Texas Tech University

Mailbag: Off to the Races

Allen Ramsey

June 9, 2023

Texas Tech and LISD partnered on a STEM project involving races and student-built vehicles.


Welcome back to the Mailbag!

We spent our Friday morning at the races, checking out a cool collaboration between Texas Tech University and the Lubbock ISD called the TTU/LISD Middle School STEM Challenge. 

On the Texas Tech side, the STEM Challenge is part of Texas Tech's STEM Center for Outreach, Research & Education (STEM Core), and the races put teams from each Lubbock ISD middle school up against one another. The race is a half-mile ride on a human-powered vehicle built by the students with help from teachers and Texas Tech student mentors.  


The teams were basically handed some lumber, a bit of PVC pipe, old bike parts and a random assortment of other materials and tasked with building a vehicle. 

“One of the main goals is to get the students STEM-oriented,” Texas Tech student mentor Ashley Hendrix said. “So, allow them to kind of start working hands-on and see different STEM experiences. We want to teach them science-based stuff and want to teach them more math things. 

“And I think the benefit on my side is really just getting to explain what I do in college and kind of share that whole STEM perspective with younger kids so that they can get an idea of what they want to do.”

With parents, teachers and other mentors and fans from both Texas Tech and LISD in attendance, the races were two laps around the Monterrey High School track in two-team heats. 


Seeing Texas Tech represented well alongside the local community is always fun. And the vehicles were amazing. 

These creative groups of students put together a bunch of three-wheelers of various kinds. Some had handlebars and pedals and some were powered Flintstone-style and steered by what looked like an old-time rudder. 

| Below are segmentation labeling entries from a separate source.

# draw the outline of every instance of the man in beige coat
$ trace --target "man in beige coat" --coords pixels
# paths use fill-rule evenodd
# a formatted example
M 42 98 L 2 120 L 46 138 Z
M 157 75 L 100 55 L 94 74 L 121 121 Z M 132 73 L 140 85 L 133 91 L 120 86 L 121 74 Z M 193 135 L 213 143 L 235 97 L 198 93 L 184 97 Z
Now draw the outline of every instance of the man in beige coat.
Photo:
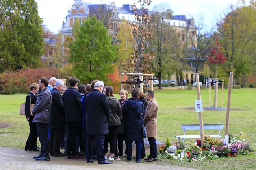
M 145 110 L 145 115 L 143 119 L 144 126 L 146 128 L 147 136 L 149 143 L 150 155 L 147 158 L 144 159 L 147 162 L 156 161 L 156 142 L 155 137 L 157 137 L 157 112 L 158 110 L 158 104 L 155 98 L 155 93 L 152 90 L 148 90 L 146 95 L 146 99 L 148 101 L 147 106 Z

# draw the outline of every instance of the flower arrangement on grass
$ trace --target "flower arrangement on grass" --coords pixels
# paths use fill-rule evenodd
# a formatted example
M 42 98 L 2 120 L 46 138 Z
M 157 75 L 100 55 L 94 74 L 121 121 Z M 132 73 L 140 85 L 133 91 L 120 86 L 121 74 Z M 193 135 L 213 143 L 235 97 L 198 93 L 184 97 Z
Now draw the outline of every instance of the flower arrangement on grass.
M 220 142 L 219 138 L 214 138 L 213 137 L 210 137 L 209 135 L 206 135 L 204 136 L 205 143 L 208 143 L 210 146 L 215 145 L 216 144 Z
M 238 143 L 234 143 L 234 144 L 232 144 L 230 146 L 230 148 L 236 148 L 236 150 L 238 151 L 241 149 L 241 148 L 242 148 L 242 146 Z
M 163 152 L 166 150 L 166 146 L 164 144 L 161 144 L 158 148 L 158 150 L 160 153 Z
M 236 148 L 233 148 L 232 149 L 231 149 L 231 152 L 232 152 L 233 154 L 236 152 L 237 150 L 236 150 Z
M 190 154 L 193 155 L 197 155 L 202 153 L 201 148 L 197 144 L 192 146 L 189 151 Z
M 176 146 L 177 149 L 180 150 L 185 150 L 185 143 L 183 142 L 175 142 L 175 146 Z
M 177 148 L 175 146 L 171 146 L 167 148 L 167 151 L 168 153 L 176 153 L 177 152 Z

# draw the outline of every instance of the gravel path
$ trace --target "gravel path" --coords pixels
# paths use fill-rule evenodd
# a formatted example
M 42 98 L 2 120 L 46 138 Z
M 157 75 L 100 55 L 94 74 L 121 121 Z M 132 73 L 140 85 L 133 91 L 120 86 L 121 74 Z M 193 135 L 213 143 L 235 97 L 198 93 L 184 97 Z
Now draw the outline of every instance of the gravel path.
M 98 164 L 98 162 L 87 164 L 85 159 L 67 159 L 66 157 L 50 157 L 47 161 L 36 161 L 33 156 L 39 155 L 38 152 L 25 151 L 17 148 L 0 147 L 0 169 L 11 170 L 89 170 L 155 169 L 161 170 L 190 170 L 190 169 L 171 166 L 155 165 L 154 162 L 145 163 L 115 161 L 110 165 Z M 121 159 L 122 157 L 121 157 Z M 144 163 L 145 161 L 142 161 Z

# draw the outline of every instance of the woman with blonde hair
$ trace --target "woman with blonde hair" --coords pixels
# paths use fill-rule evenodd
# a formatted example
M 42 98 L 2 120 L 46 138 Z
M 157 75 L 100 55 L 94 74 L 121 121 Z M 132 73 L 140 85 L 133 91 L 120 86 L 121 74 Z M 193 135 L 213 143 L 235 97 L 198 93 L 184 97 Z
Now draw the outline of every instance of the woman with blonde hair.
M 30 115 L 30 104 L 35 104 L 37 99 L 37 91 L 38 90 L 39 86 L 35 83 L 32 83 L 29 86 L 30 91 L 26 97 L 25 102 L 25 115 L 29 124 L 30 132 L 27 142 L 25 145 L 25 150 L 39 151 L 39 148 L 37 145 L 37 130 L 36 124 L 32 123 L 35 116 Z
M 119 101 L 115 98 L 114 89 L 112 86 L 109 86 L 106 88 L 105 95 L 107 97 L 108 104 L 110 106 L 111 115 L 108 121 L 109 133 L 108 134 L 105 134 L 103 153 L 105 158 L 106 158 L 109 141 L 110 151 L 108 160 L 119 161 L 120 158 L 118 156 L 117 150 L 116 148 L 118 128 L 119 125 L 121 124 L 120 122 L 120 117 L 122 116 L 121 106 Z M 114 152 L 115 152 L 115 159 L 113 157 Z

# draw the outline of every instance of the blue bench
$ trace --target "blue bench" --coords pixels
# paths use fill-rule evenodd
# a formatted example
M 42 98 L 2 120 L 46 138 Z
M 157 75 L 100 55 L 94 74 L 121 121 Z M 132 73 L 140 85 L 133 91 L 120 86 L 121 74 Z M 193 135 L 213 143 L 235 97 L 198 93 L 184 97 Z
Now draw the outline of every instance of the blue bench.
M 210 137 L 221 137 L 219 135 L 221 129 L 223 129 L 224 124 L 204 124 L 204 130 L 219 130 L 219 133 L 217 135 L 209 135 Z M 184 130 L 183 135 L 180 136 L 175 136 L 175 137 L 178 138 L 178 141 L 180 141 L 180 139 L 183 139 L 184 143 L 184 139 L 185 138 L 201 138 L 201 135 L 185 135 L 186 130 L 200 130 L 200 125 L 199 124 L 182 124 L 181 126 L 181 130 Z

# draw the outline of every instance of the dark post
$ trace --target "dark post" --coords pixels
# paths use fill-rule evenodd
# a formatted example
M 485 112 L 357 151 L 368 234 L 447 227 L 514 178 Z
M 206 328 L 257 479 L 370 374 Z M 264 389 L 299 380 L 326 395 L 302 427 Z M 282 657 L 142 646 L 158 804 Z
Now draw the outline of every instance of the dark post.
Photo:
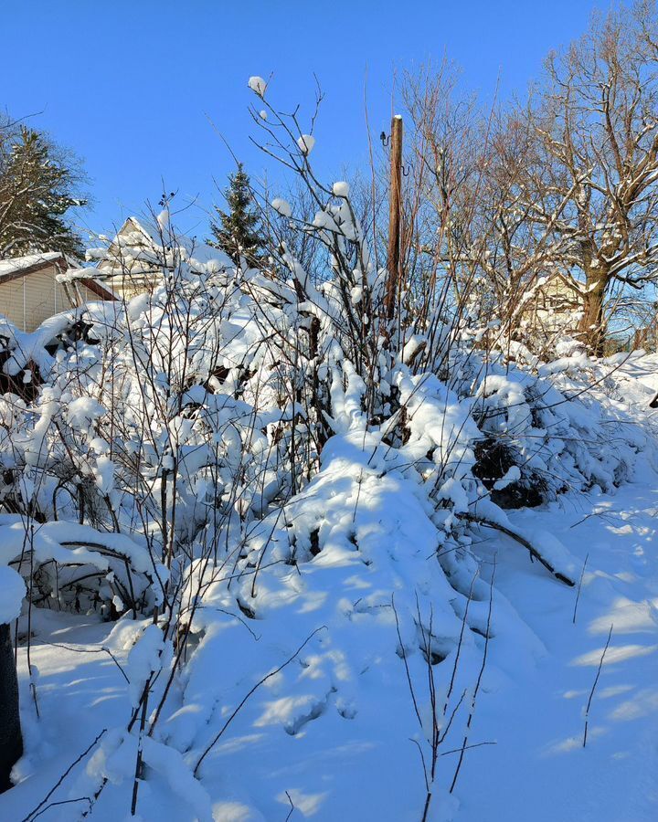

They were all nicely built and the middle-school students did a fantastic job across the board putting together their vehicles and adorning them with decorations and flags supporting their schools. 

It's special for the Texas Tech students as well. Two of the mentors this year even took part in the STEM Challenge as middle schoolers during the first year of the program, and they were thrilled to be on hand to pay it forward. 


“When I had the opportunity to participate in the STEM Challenge, it showed me how to put things in a more realistic way and allowed me to visualize it,” student mentor Makayle Cline said. “I wanted to come back because I saw how big of an impact it had on me as a child and I wanted to be able to be a mentor and share my experience because I was in their exact same position.”

Blake McLemore was also part of that first group of middle school students. And when Cline told him about the student mentors, he knew he needed to get involved. 

“Whenever we were younger, back in 2014, it felt really special,” he said. “It felt cool getting picked out from the rest of the students in our grade. And so that was a big confidence booster. Just getting to have the first hands-on experience out of all of LISD felt really cool. I didn't know that I wanted to be an engineer until all of this stuff started happening. And then it made it pretty easy. 


“As far as now, I didn't know that Texas Tech students could mentor but when Makayle told me about it, I was like, ‘Oh, dang, I feel like I owe something to the program to see if I can recreate how it helped me with a younger generation.'”

All in all, it was a good day to be at the races and a great program we truly hope you will reach to out and try to support. 

Here's to the Texas Tech students, LISD staff and Texas Tech faculty and staff who were all very willing to give their time and effort to make sure community events like this one keep going.

We can't wait to see what the challenge looks like next year!